Josh Marks; 07.2003
submission...

Gettin' in gettin' out and gettin' on...

When there's something on my mind I find
that all the words I've ever heard come down like a bird
in perfect order, naturally factual by unwavering confidence
in my experience with life
and love and hurt and hate
and all the stupid reasons that made me wait -

for what? Another line up sign up
make an application
take a look at this distraction -

now you need treatment,
therapy pills that kill - oops I mean control
your instincts but me thinks

that misery loves company and
psychiatry is suffering to the power of infinity -

talk about a black spot on your conscience,
knowing that you're fucking with divinity.
I mean I guess it'd be okay, everybody going one way
just for today,
but it isn't, it's a deliberate attempt to create
a habbit for the rabbit
in my mind and tell me they've found everything I'll ever find.

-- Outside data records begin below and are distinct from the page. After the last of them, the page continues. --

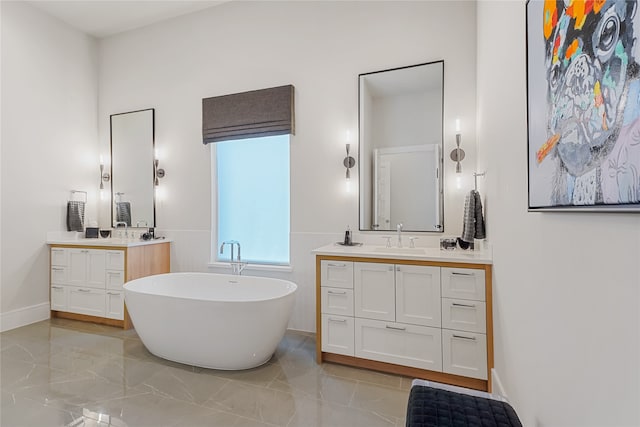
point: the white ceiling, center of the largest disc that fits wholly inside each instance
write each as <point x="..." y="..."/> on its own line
<point x="103" y="18"/>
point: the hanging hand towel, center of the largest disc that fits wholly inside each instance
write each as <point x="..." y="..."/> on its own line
<point x="469" y="220"/>
<point x="75" y="216"/>
<point x="479" y="232"/>
<point x="473" y="225"/>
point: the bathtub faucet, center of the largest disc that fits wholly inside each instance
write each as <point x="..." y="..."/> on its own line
<point x="236" y="265"/>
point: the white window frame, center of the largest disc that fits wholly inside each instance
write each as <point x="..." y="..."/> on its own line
<point x="213" y="259"/>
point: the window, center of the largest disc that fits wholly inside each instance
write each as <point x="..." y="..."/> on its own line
<point x="251" y="198"/>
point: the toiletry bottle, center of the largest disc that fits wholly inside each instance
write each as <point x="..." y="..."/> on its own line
<point x="347" y="236"/>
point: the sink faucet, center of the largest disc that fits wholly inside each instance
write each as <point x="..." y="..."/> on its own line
<point x="237" y="266"/>
<point x="126" y="233"/>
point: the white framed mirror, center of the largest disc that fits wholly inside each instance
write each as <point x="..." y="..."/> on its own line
<point x="132" y="168"/>
<point x="400" y="153"/>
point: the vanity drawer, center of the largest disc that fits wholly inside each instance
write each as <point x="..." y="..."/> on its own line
<point x="464" y="315"/>
<point x="463" y="283"/>
<point x="337" y="334"/>
<point x="115" y="260"/>
<point x="59" y="295"/>
<point x="464" y="353"/>
<point x="114" y="308"/>
<point x="59" y="275"/>
<point x="336" y="274"/>
<point x="399" y="343"/>
<point x="86" y="301"/>
<point x="59" y="256"/>
<point x="337" y="301"/>
<point x="114" y="279"/>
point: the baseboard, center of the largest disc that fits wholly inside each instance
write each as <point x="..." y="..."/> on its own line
<point x="24" y="316"/>
<point x="497" y="387"/>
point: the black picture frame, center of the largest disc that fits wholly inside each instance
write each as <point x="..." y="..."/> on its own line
<point x="583" y="106"/>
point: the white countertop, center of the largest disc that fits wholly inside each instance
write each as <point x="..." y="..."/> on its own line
<point x="110" y="242"/>
<point x="422" y="254"/>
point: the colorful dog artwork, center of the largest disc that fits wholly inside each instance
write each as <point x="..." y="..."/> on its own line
<point x="584" y="103"/>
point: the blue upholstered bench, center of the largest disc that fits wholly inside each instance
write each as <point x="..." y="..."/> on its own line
<point x="440" y="405"/>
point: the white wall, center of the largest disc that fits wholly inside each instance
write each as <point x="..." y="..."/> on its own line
<point x="49" y="133"/>
<point x="566" y="285"/>
<point x="320" y="48"/>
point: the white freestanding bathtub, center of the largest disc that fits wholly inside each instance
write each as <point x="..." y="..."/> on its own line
<point x="217" y="321"/>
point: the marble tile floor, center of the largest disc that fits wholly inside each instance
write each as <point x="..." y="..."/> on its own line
<point x="66" y="373"/>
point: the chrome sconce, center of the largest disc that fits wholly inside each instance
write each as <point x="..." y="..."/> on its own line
<point x="104" y="176"/>
<point x="157" y="172"/>
<point x="457" y="154"/>
<point x="348" y="163"/>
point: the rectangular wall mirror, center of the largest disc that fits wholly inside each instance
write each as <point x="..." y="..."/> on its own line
<point x="401" y="140"/>
<point x="132" y="168"/>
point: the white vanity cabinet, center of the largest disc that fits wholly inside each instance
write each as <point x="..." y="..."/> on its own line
<point x="336" y="292"/>
<point x="87" y="282"/>
<point x="464" y="322"/>
<point x="79" y="279"/>
<point x="418" y="318"/>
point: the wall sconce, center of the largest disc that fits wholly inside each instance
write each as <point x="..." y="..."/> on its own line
<point x="104" y="176"/>
<point x="348" y="163"/>
<point x="457" y="154"/>
<point x="157" y="172"/>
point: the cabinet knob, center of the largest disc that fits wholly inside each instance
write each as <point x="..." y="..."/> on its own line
<point x="456" y="273"/>
<point x="465" y="338"/>
<point x="456" y="304"/>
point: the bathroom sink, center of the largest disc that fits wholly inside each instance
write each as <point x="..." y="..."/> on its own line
<point x="407" y="251"/>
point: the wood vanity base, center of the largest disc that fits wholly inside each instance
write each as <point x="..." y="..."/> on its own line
<point x="406" y="371"/>
<point x="87" y="318"/>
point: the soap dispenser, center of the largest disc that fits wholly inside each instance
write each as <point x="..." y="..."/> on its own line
<point x="347" y="237"/>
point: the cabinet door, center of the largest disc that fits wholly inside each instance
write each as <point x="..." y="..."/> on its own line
<point x="336" y="274"/>
<point x="463" y="283"/>
<point x="337" y="301"/>
<point x="464" y="353"/>
<point x="96" y="263"/>
<point x="114" y="279"/>
<point x="77" y="272"/>
<point x="59" y="256"/>
<point x="374" y="291"/>
<point x="86" y="301"/>
<point x="337" y="334"/>
<point x="408" y="345"/>
<point x="464" y="315"/>
<point x="58" y="298"/>
<point x="418" y="295"/>
<point x="114" y="305"/>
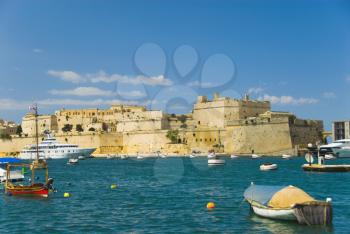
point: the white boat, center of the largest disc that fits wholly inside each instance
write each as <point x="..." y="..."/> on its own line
<point x="73" y="161"/>
<point x="339" y="148"/>
<point x="15" y="175"/>
<point x="329" y="157"/>
<point x="288" y="203"/>
<point x="215" y="161"/>
<point x="268" y="166"/>
<point x="286" y="156"/>
<point x="51" y="149"/>
<point x="343" y="152"/>
<point x="111" y="156"/>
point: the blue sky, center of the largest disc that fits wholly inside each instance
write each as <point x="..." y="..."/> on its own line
<point x="163" y="53"/>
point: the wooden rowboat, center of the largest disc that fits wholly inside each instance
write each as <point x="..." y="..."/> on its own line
<point x="326" y="168"/>
<point x="288" y="203"/>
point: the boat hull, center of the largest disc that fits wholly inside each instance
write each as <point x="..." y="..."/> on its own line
<point x="326" y="168"/>
<point x="281" y="214"/>
<point x="342" y="153"/>
<point x="268" y="167"/>
<point x="28" y="191"/>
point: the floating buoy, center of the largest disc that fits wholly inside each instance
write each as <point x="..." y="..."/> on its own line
<point x="210" y="205"/>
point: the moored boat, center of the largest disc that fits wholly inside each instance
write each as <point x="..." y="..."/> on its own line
<point x="50" y="148"/>
<point x="329" y="157"/>
<point x="288" y="203"/>
<point x="32" y="189"/>
<point x="286" y="156"/>
<point x="268" y="166"/>
<point x="326" y="168"/>
<point x="73" y="161"/>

Beware of people with good intentions to comfort you in misery
and misery and misery is miserable but now you're in company
and that's comfortable and now those people with good intentions I mentioned are gonna comfort me

and say that they see me in their company for eternity
and there's no such thing as infinity
and liberty just isn't necessary anymore now that we have
everything there's nothing I can bring

except a question, suggestion
to myself made by a savant they put through electrotherapy...

I mean I wanted to know but to know was to go
because I sure as shit didn't want the fucking shocks
by some sicko twisted good intentioned doc

so all I said to this dude was, "Hey! How do I get out of here?"
He made it really clear - "Use your brain".

And that was that, he was right
I got my head back in the game and played by their rules -
even the old school seems to be governed by a universal rule regarding conflict -
inflict a mirror image of the source and divorce
the team of victims with their symptoms -

I haven't got any so I want a second opinion from another psychiatrist. -

"What? I'm doing so much better now? - What, I can go tomorrow? - Why not today? Today?"

Really, wasn't that just a little too easy?